Now let’s skip forward all through the kings to the return of the Jewish exiles from Babylon.  The people have come back to the land, and Ezra is sent to them to teach them to walk in the ways of the Lord once again.  While he is in Jerusalem, he finds out that many of the leaders of the people had intermarried with the heathen nations around them, something the Lord had strictly forbidden.  This knowledge breaks Ezra, and he falls to the ground and weeps before the Lord, completely “appalled” and “ashamed” at this act of unfaithfulness in Israel (Ezra 9:1-6).  His grief and shock were so great, he did not even know where to begin with dealing with the sin.

But then, a large group of people come to the weeping scribe, being led by a man named Shecaniah.  He comes to Ezra and says, “We have been unfaithful to our God and have married foreign women from the peoples of the land; yet now there is hope for Israel in spite of this. So now let us make a covenant with our God to put away all the wives and their children, according to the counsel of my lord and of those who tremble at the commandment of our God; and let it be done according to the law. Arise! For this matter is your responsibility, but we will be with you; be courageous and act” (Ezra 10:2-4).   When Ezra hears this encouragement and exhortation, he rises up and confronts those who had intermarried, removing the sin from the midst of Israel.  He was so broken, so weighed down by the burden of his responsibility, he needed Godly men around him to stand by his side and support him in his work.

Examples such as these abound in Scripture.  David was forced to flee from the king he had faithfully served, but his band of mighty men stood by his side all through the years (2 Samuel 23 8-38).  Hezekiah was fearful of the Assyrians and their threats, broken at the blasphemous words in a letter he received from them, but the Lord used Isaiah to strengthen him (2 Kings 19:6-7, 20-34). When Barnabas was sent to Antioch to encourage the church, he went to tarsus to look for Paul and bring him along to help in his work (Acts 11:22-26).            When Paul came to minister in the city of Troas, he said that he “had no rest for my spirit,” since he did not have his fellow worker Titus with him (2 Corinthians 2:12-13).  The list goes on and on.

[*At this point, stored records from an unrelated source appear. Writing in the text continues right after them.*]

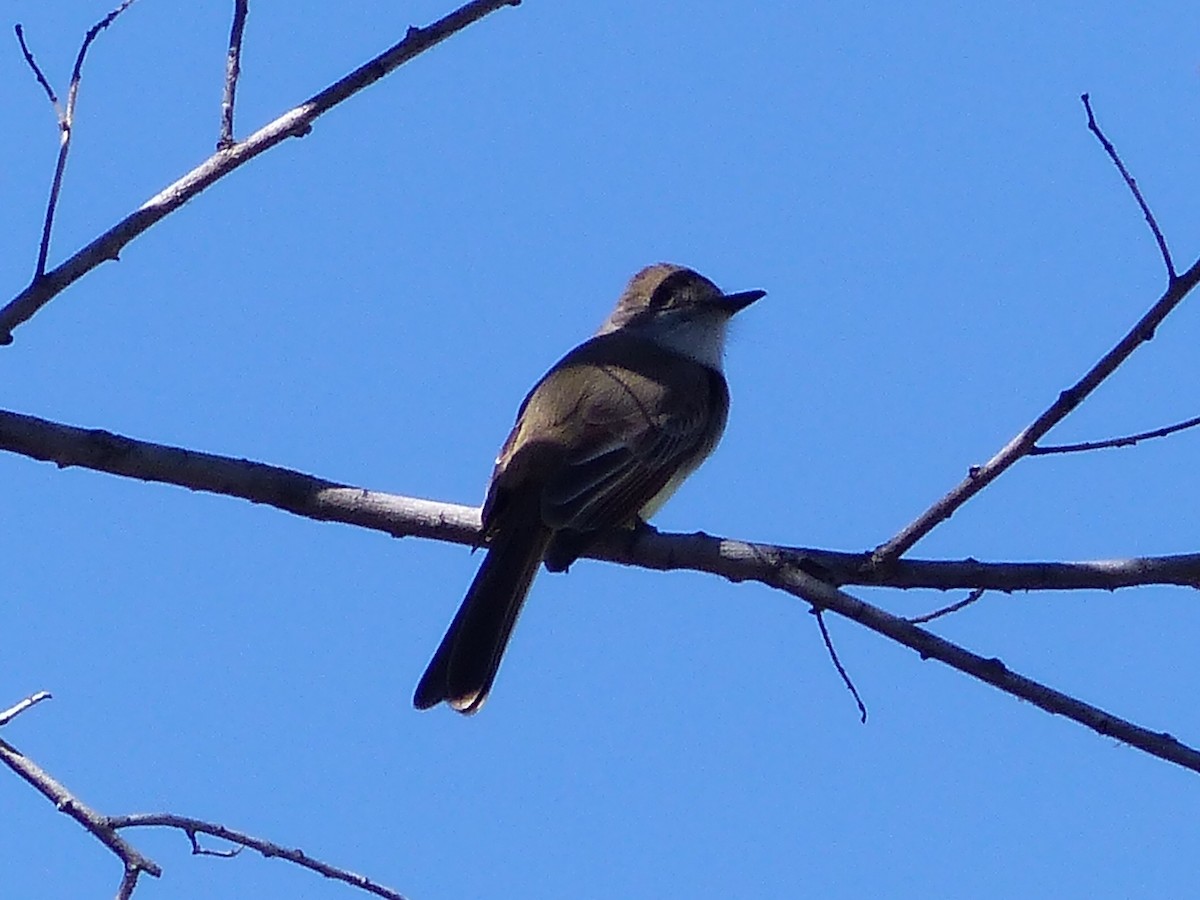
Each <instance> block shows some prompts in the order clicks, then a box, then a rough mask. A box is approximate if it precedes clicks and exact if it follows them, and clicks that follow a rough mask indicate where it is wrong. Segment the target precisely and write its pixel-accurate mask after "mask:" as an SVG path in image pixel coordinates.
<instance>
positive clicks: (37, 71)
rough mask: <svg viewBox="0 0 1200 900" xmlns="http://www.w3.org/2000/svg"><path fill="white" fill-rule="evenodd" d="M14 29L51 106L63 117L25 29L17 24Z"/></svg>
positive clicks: (24, 53)
mask: <svg viewBox="0 0 1200 900" xmlns="http://www.w3.org/2000/svg"><path fill="white" fill-rule="evenodd" d="M13 31H16V32H17V43H19V44H20V52H22V53H23V54H25V62H28V64H29V67H30V68H31V70H34V77H35V78H37V83H38V84H40V85H42V90H44V91H46V96H47V97H48V98H49V101H50V106H53V107H54V115H55V118H58V119H61V118H62V110H61V109H60V107H59V97H58V95H56V94H55V92H54V89H53V88H52V86H50V83H49V82H48V80H46V76H44V74H43V73H42V68H41V66H38V65H37V60H35V59H34V54H32V52H31V50H30V49H29V44H26V43H25V29H24V28H23V26H22V25H19V24H17V25H13Z"/></svg>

What all of these examples illustrate is that sometimes we are given tasks by God that we cannot accomplish on our own, and other times we have such heavy burdens that weigh us down and hinder us from serving as we ought to.  Yet the Lord raised up other Godly men to assist those in these situations.  We are not to be “Lone Ranger Christians,” but we are to serve alongside one another, encourage one another, and pray for one another.

We may not all be in a position of prominence or receive the praise for what is accomplished.  Aaron and Hur didn’t.  But then again, human praise is not our ultimate goal.  Three of David’s friends risked their lives to bless their friend, a feat they did secretly (2 Samuel 23).   Our ultimate goal is the spread of the Gospel of Christ, and as long as it is going forth, it should not matter who is recognized by others for heading up a ministry, for getting people together, whatever the case may be.

All of us have God-given tasks and callings, and all of us have heavy burdens, and we all need one another to help us continue to run this race to the glory of God.  If we see a brother or sister struggling with the responsibility the Lord has given them in the Church, we are called to go to them and help them however we can.  It may simply be a prayer and encouraging word like Isaiah did for Hezekiah, or it may be “holding up hands” so to speak like Aaron and Hur.  Prayer is a powerful thing, and so often we neglect this great privilege we are given.

The corollary to this idea is that when we know we are being weighed down by responsibilities and heavy burdens, we need to have humility to listen to Godly council and seek help from other Christian brothers and sisters like Moses did.  We can do nothing apart from Christ, but the Lord has also called us to encourage and edify one another (John 15:5; Hebrews 10:24).  God has given us siblings in the faith for a reason.

So as we go through this life, let us look around for those whom we can share our burdens with and for those we can lift up and encourage.  Let us lift up the heavy hands.